I scrubbed the mouthpiece with the broken toothbrush. I couldn’t feel my hands. I wondered if I’d said the name aloud. I was thinking of it. Could Thomas Pitman read my mind? Maybe Kay’s paranoia was warranted.

“Are you still there?” Thomas Pitman said.

“I think so.”

“Jimmy Smith’s the waiter, isn’t he?”

“Probably.”

“Where is he then?”

“He’s gone to get a haircut and look for the people who are looking for him.”

“What are you talking about? This is serious. Don’t play games with me. Has Kay ever mentioned a place called the Rainbow Motel?”

“I don’t think so.” I turned out my Levis. There were no pills in the lining.

“Look. I need your help. I’m desperate here. Have you got a car?”

“Of course, I’ve got a car. A drummer without a car is a nobody.”

“I think this little prick is fucking my wife. I need you to follow him out to this motel and take some photos. I’ll call you tomorrow. I’m a wealthy man.”

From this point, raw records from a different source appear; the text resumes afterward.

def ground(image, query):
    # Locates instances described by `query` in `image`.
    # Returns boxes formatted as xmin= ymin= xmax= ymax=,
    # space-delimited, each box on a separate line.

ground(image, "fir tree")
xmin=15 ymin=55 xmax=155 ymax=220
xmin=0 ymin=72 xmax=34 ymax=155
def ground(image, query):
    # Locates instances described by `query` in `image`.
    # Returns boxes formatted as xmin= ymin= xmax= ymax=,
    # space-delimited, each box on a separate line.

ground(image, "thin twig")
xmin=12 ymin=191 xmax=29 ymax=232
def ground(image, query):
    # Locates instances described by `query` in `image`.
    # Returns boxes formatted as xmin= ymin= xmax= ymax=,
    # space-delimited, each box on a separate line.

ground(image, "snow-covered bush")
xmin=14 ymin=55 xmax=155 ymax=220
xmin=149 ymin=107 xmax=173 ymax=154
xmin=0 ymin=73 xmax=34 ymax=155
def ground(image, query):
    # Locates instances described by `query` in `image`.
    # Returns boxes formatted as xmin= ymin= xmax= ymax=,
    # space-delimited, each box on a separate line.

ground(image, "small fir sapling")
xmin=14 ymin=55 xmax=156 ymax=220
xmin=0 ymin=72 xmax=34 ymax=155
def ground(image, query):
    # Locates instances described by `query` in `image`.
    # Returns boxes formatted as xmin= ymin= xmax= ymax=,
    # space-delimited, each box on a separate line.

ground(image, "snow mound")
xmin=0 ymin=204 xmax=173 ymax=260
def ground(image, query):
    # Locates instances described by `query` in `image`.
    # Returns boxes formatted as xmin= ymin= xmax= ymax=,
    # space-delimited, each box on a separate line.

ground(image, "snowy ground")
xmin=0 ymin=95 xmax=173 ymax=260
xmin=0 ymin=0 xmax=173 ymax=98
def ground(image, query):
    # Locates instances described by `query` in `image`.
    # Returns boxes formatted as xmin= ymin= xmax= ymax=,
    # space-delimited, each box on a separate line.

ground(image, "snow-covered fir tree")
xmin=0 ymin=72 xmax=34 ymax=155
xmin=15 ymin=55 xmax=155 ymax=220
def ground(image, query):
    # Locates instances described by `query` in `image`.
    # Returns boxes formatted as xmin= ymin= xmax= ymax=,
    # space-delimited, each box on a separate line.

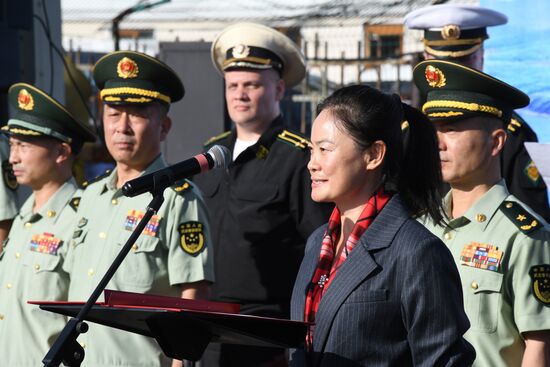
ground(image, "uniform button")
xmin=476 ymin=214 xmax=487 ymax=223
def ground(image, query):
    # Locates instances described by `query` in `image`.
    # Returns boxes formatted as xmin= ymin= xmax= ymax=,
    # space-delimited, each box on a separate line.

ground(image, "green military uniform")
xmin=0 ymin=83 xmax=94 ymax=367
xmin=413 ymin=60 xmax=550 ymax=366
xmin=65 ymin=51 xmax=214 ymax=367
xmin=65 ymin=156 xmax=214 ymax=366
xmin=0 ymin=179 xmax=79 ymax=367
xmin=0 ymin=135 xmax=17 ymax=221
xmin=425 ymin=180 xmax=550 ymax=366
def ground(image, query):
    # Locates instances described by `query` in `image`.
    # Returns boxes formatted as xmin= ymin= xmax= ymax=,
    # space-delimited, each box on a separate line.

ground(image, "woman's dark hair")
xmin=317 ymin=85 xmax=444 ymax=224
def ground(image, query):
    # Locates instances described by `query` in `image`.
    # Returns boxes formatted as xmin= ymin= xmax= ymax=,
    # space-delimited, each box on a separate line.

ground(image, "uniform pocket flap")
xmin=462 ymin=268 xmax=503 ymax=294
xmin=23 ymin=252 xmax=61 ymax=273
xmin=117 ymin=231 xmax=160 ymax=253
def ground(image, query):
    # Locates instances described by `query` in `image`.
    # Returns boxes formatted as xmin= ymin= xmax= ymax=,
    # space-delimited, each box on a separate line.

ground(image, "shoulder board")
xmin=69 ymin=196 xmax=80 ymax=212
xmin=499 ymin=201 xmax=543 ymax=234
xmin=171 ymin=180 xmax=193 ymax=195
xmin=277 ymin=130 xmax=309 ymax=150
xmin=204 ymin=131 xmax=231 ymax=146
xmin=82 ymin=169 xmax=111 ymax=189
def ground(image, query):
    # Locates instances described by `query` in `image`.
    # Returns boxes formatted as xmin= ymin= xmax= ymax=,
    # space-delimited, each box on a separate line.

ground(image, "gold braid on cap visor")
xmin=99 ymin=87 xmax=171 ymax=103
xmin=422 ymin=101 xmax=502 ymax=118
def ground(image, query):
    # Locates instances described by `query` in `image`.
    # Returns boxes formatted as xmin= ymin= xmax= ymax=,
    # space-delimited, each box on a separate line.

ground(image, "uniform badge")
xmin=424 ymin=65 xmax=447 ymax=88
xmin=179 ymin=222 xmax=204 ymax=256
xmin=256 ymin=145 xmax=269 ymax=159
xmin=116 ymin=57 xmax=139 ymax=79
xmin=2 ymin=159 xmax=18 ymax=190
xmin=231 ymin=44 xmax=250 ymax=59
xmin=529 ymin=264 xmax=550 ymax=306
xmin=441 ymin=24 xmax=460 ymax=40
xmin=460 ymin=242 xmax=503 ymax=272
xmin=78 ymin=218 xmax=88 ymax=228
xmin=17 ymin=89 xmax=34 ymax=111
xmin=124 ymin=209 xmax=161 ymax=237
xmin=523 ymin=159 xmax=540 ymax=185
xmin=69 ymin=197 xmax=80 ymax=212
xmin=30 ymin=232 xmax=61 ymax=255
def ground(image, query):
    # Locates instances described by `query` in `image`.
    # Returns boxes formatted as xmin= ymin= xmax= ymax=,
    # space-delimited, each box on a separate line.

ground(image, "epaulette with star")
xmin=507 ymin=117 xmax=523 ymax=135
xmin=171 ymin=180 xmax=193 ymax=195
xmin=499 ymin=201 xmax=542 ymax=234
xmin=82 ymin=169 xmax=111 ymax=189
xmin=69 ymin=196 xmax=80 ymax=212
xmin=203 ymin=131 xmax=231 ymax=147
xmin=277 ymin=130 xmax=309 ymax=150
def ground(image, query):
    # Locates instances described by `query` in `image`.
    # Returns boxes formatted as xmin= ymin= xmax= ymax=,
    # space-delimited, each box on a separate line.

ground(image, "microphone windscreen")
xmin=207 ymin=145 xmax=231 ymax=169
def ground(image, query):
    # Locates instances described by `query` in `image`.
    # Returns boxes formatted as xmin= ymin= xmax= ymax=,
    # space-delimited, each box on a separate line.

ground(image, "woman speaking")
xmin=290 ymin=85 xmax=475 ymax=367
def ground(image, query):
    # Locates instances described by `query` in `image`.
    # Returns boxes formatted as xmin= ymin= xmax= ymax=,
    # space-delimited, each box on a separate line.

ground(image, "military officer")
xmin=0 ymin=83 xmax=95 ymax=367
xmin=0 ymin=135 xmax=18 ymax=253
xmin=405 ymin=4 xmax=550 ymax=221
xmin=66 ymin=51 xmax=214 ymax=366
xmin=413 ymin=60 xmax=550 ymax=367
xmin=195 ymin=23 xmax=330 ymax=367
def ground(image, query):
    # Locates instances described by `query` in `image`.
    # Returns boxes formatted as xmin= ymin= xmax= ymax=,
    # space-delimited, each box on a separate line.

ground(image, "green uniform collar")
xmin=443 ymin=179 xmax=510 ymax=231
xmin=100 ymin=153 xmax=168 ymax=196
xmin=19 ymin=177 xmax=78 ymax=223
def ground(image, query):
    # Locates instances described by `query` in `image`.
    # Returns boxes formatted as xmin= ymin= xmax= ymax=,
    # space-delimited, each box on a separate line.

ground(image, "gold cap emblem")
xmin=17 ymin=89 xmax=34 ymax=111
xmin=116 ymin=57 xmax=139 ymax=79
xmin=424 ymin=65 xmax=447 ymax=88
xmin=441 ymin=24 xmax=460 ymax=40
xmin=231 ymin=44 xmax=250 ymax=59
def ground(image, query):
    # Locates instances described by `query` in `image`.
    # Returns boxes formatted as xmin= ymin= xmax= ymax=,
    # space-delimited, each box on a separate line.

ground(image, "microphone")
xmin=122 ymin=145 xmax=231 ymax=197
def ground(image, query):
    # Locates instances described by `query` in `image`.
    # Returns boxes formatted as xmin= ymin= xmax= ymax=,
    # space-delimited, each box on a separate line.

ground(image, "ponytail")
xmin=398 ymin=103 xmax=445 ymax=224
xmin=317 ymin=85 xmax=444 ymax=224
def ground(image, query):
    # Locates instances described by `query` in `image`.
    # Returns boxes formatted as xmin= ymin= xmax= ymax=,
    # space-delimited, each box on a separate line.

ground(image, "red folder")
xmin=28 ymin=290 xmax=308 ymax=361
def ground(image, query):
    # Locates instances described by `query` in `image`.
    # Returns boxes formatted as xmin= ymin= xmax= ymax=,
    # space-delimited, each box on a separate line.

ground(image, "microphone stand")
xmin=42 ymin=180 xmax=170 ymax=367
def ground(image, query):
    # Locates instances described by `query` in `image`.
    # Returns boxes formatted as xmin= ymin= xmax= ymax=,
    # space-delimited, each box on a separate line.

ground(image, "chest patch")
xmin=29 ymin=232 xmax=61 ymax=255
xmin=460 ymin=242 xmax=503 ymax=271
xmin=178 ymin=222 xmax=204 ymax=256
xmin=124 ymin=209 xmax=161 ymax=237
xmin=529 ymin=264 xmax=550 ymax=306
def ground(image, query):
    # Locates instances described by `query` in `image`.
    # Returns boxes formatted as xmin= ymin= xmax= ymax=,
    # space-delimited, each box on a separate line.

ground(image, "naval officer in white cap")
xmin=405 ymin=4 xmax=550 ymax=221
xmin=194 ymin=23 xmax=330 ymax=367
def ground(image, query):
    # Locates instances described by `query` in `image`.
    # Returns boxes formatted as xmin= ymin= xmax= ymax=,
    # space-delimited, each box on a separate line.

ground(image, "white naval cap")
xmin=405 ymin=4 xmax=508 ymax=59
xmin=211 ymin=23 xmax=305 ymax=87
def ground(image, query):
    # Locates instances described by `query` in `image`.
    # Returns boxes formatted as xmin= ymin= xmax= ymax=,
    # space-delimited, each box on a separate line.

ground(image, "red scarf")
xmin=304 ymin=188 xmax=391 ymax=347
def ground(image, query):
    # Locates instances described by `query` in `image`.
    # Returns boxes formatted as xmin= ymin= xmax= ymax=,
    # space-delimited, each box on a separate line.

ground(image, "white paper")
xmin=524 ymin=142 xmax=550 ymax=188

“I don’t have a camera. I’m not a cameraman.”

Jimmy Smith punched me in the spine.

I dropped the phone. He reeled it in and rotated his shoulders to the saloon door.

I didn’t know what to do, so I hobbled across the kitchen with the broken toothbrush in the pink bucket.

I steadied the bucket on the oven rings in the sink and yanked out the plug. Jimmy Smith wore his white shirt and black trousers. He said over the gurgling, “When you’re a dead motherfucker you’ll miss watching me lick your wife’s juicy cunt.” Then he hooked up the phone and walked away from the cold room with a grin on his swollen, battered face. Razor nicks smeared his shaven scalp, chin, and eyebrows. He looked like he was getting ready for a lunatic military exercise.

“Did you find the people who were looking for you?”

“They’re in the desert.” Jimmy Smith whacked the blue dishrag against the draining rack. “We don’t need to worry about old Tommy Boy no more.”

“Is Kay still coming to the gig?”

“She’ll wet herself when you touch the sticks.” He unfolded the rag, pulled out the Valiant keys, and slipped them into the bucket. The veins in his arms plotted the boundaries of an unknown town below his skin.